British Theatre News

News Index

Dateline: 28th March, 1999

Shadow Arts Council launched

The Shadow Arts Council, first mentioned by Sir Peter Hall at the Olivier Awards ceremony, was officially launched on Wednesday 24th March. Among the many theatre "names" who attended were Tom Stoppard, Harold Pinter, Caryl Churchill, Sir Richard Eyre, Dame Judi dench, Eileen Atkins, Michael Gambon, Simon Callow and John Tusa, MD of the Barbican Centre.

The aims of the organisation are to:

  1. represent those who need the arts and want them to flourish;
  2. bring pressure on government to recognise the importance to society of the arts as against popular entertainment;
  3. put the arts back in the education system at all levels;
  4. provide artistic guidance to subsidy-giving bodies such as ACE.
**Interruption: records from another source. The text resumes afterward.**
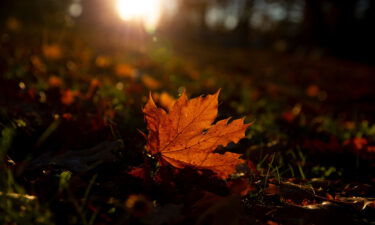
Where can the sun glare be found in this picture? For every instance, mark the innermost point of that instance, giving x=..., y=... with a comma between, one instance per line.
x=146, y=11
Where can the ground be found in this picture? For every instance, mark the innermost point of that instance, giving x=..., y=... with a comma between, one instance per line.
x=71, y=125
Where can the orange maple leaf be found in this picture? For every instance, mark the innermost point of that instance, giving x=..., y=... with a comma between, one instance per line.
x=183, y=134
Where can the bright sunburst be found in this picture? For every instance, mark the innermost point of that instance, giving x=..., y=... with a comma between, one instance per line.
x=147, y=11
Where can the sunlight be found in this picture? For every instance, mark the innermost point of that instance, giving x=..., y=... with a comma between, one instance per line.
x=146, y=11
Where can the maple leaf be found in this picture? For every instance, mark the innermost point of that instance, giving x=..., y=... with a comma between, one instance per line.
x=183, y=134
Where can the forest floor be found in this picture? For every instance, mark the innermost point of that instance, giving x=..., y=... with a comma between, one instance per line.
x=72, y=151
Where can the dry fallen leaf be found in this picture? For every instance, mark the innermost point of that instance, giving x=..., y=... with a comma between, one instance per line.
x=185, y=136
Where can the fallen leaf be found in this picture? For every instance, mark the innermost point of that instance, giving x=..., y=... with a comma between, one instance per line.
x=185, y=136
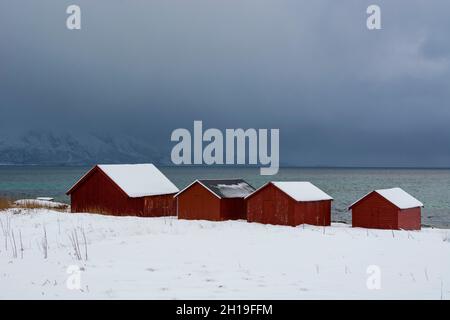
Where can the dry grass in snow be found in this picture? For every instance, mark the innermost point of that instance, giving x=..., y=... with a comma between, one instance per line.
x=166, y=258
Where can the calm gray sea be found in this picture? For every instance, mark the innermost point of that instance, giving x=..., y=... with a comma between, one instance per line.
x=431, y=186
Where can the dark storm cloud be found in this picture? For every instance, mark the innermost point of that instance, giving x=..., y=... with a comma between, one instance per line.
x=341, y=95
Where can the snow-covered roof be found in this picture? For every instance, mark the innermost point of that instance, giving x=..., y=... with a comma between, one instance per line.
x=397, y=196
x=225, y=188
x=137, y=180
x=300, y=190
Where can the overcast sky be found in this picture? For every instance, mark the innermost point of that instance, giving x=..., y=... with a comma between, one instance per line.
x=339, y=93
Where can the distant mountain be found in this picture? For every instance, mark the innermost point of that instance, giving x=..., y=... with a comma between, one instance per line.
x=64, y=148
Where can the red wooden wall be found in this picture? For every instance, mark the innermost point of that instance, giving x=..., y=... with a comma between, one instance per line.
x=270, y=205
x=198, y=203
x=374, y=211
x=97, y=193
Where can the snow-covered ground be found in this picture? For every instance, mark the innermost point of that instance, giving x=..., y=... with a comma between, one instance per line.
x=166, y=258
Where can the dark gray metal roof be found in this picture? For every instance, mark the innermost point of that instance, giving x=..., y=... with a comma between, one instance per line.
x=228, y=188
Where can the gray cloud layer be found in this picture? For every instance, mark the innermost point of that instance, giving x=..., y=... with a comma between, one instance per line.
x=340, y=94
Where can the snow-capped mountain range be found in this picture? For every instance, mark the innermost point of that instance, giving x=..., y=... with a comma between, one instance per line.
x=66, y=148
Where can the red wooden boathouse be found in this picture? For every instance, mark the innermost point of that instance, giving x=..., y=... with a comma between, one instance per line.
x=214, y=200
x=387, y=209
x=136, y=189
x=289, y=203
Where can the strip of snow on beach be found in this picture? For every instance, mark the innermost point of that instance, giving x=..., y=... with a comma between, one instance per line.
x=166, y=258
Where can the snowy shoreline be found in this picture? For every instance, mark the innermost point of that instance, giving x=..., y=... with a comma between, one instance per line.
x=166, y=258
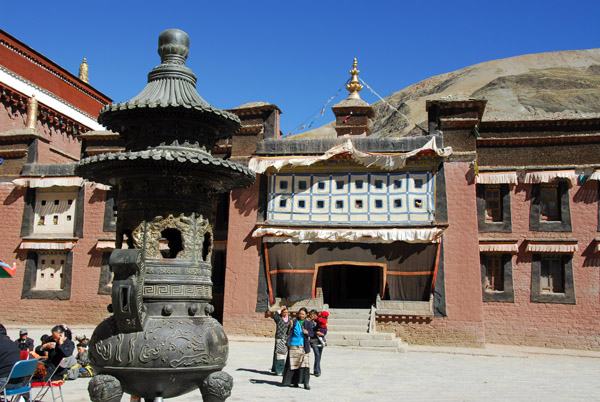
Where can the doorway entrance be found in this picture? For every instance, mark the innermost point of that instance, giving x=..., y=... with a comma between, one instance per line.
x=350, y=286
The organisation is funded by donations (£10). Further information can be obtained by phoning 0171 228 4916.

Venables to join RSC

Clare Venables of the BRIT School of Performing Arts and Technology is to be the new Director of Education for the Royal Shakespeare Company. As well as working at the BRIT School, she has also lectured in manchester University's drama dept., worked at the Theatre Royal, Lincoln, and the Theatre Royal Stratford East, and has been artistic director of the Crucible, Sheffield.

Theatre is not cool

A survey of the attitudes of children and parents towards theatre and the arts, presented at the Younger Older Conference, shows that children find theatre "uncool". By the age of 11 most children find pantomime "babyish", that theatre is too close to education, and that theatre is not "real", unlike cinema and TV soaps. Eastenders was cited as being much more "real" than theatre. Theatre, they think, is too formal and irrelevant to their lives.
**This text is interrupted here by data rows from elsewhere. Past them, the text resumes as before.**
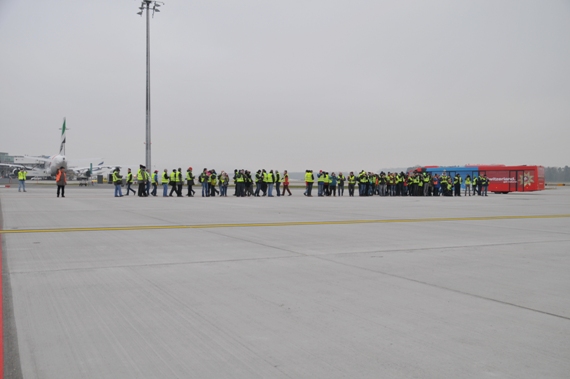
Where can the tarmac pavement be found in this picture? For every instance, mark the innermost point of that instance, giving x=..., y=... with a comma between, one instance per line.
x=291, y=287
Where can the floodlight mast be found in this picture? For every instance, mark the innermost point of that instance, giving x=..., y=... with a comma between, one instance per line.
x=148, y=5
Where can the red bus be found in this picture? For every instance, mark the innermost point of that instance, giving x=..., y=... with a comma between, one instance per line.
x=505, y=179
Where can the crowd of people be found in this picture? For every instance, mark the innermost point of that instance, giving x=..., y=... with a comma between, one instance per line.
x=264, y=183
x=209, y=181
x=395, y=184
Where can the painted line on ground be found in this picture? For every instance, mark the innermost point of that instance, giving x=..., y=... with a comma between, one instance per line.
x=269, y=224
x=1, y=315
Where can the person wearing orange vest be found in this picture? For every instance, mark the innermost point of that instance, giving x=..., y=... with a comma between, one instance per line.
x=61, y=181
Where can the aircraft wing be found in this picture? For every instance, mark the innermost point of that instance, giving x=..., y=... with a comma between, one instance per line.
x=16, y=166
x=39, y=159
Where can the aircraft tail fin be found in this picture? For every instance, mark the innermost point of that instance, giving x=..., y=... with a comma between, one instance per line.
x=62, y=146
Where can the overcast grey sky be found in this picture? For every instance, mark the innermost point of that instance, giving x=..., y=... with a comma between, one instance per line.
x=337, y=85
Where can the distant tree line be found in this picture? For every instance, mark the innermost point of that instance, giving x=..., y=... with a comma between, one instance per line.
x=557, y=174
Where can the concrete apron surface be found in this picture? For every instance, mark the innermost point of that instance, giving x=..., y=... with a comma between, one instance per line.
x=293, y=287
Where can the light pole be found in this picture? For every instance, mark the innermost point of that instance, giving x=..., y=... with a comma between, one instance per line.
x=148, y=5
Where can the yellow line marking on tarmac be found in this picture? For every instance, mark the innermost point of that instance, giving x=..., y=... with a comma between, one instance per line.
x=284, y=223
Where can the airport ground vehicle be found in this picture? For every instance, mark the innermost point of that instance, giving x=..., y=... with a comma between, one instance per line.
x=502, y=179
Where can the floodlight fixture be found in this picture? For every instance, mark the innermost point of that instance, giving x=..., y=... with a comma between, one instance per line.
x=148, y=5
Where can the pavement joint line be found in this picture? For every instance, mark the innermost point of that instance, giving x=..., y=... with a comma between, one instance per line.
x=328, y=259
x=283, y=223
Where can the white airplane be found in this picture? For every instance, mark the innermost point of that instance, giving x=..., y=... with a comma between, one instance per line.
x=53, y=163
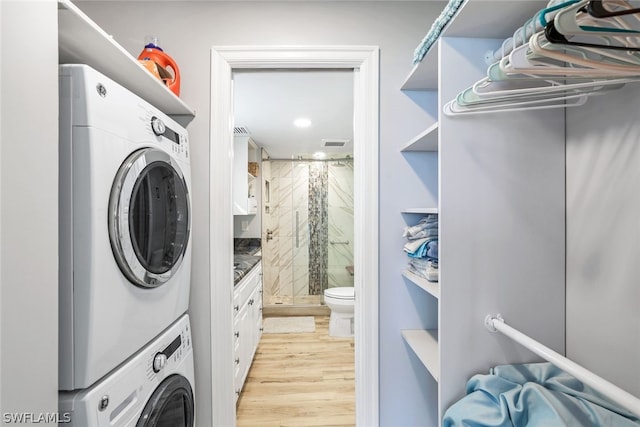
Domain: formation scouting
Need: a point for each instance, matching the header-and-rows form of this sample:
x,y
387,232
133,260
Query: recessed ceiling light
x,y
302,122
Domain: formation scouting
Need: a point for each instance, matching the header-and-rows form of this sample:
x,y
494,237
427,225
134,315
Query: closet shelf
x,y
82,41
424,344
421,210
476,18
432,288
425,141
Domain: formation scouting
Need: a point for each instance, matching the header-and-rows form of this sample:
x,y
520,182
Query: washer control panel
x,y
170,352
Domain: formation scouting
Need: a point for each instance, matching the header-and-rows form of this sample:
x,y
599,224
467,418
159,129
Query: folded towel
x,y
425,268
426,227
422,248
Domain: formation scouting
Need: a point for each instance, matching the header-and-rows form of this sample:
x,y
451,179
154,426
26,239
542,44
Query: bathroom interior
x,y
303,184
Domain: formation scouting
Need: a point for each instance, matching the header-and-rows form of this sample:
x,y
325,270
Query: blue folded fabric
x,y
533,395
427,249
436,29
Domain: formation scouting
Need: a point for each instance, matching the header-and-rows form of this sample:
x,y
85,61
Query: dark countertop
x,y
242,265
244,257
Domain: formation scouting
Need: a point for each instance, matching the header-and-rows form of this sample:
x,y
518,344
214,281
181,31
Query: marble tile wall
x,y
298,258
340,222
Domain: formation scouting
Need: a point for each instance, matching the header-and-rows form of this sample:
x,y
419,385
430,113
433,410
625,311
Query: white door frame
x,y
364,60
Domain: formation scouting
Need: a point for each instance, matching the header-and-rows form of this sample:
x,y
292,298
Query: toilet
x,y
341,301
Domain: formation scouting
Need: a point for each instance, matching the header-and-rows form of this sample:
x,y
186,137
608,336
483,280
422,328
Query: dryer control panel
x,y
170,135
Of 160 children interviewed, only one mentioned drama as a preferred leisure pursuit. Parents felt that the cost of tickets and the lack of suitable productions were the main reasons for their staying away.

Lottery funds lost to the arts

Around £125m of Lottery money is being spent on improving the local environment rather than the arts, heritage and then other areas for which it was set up.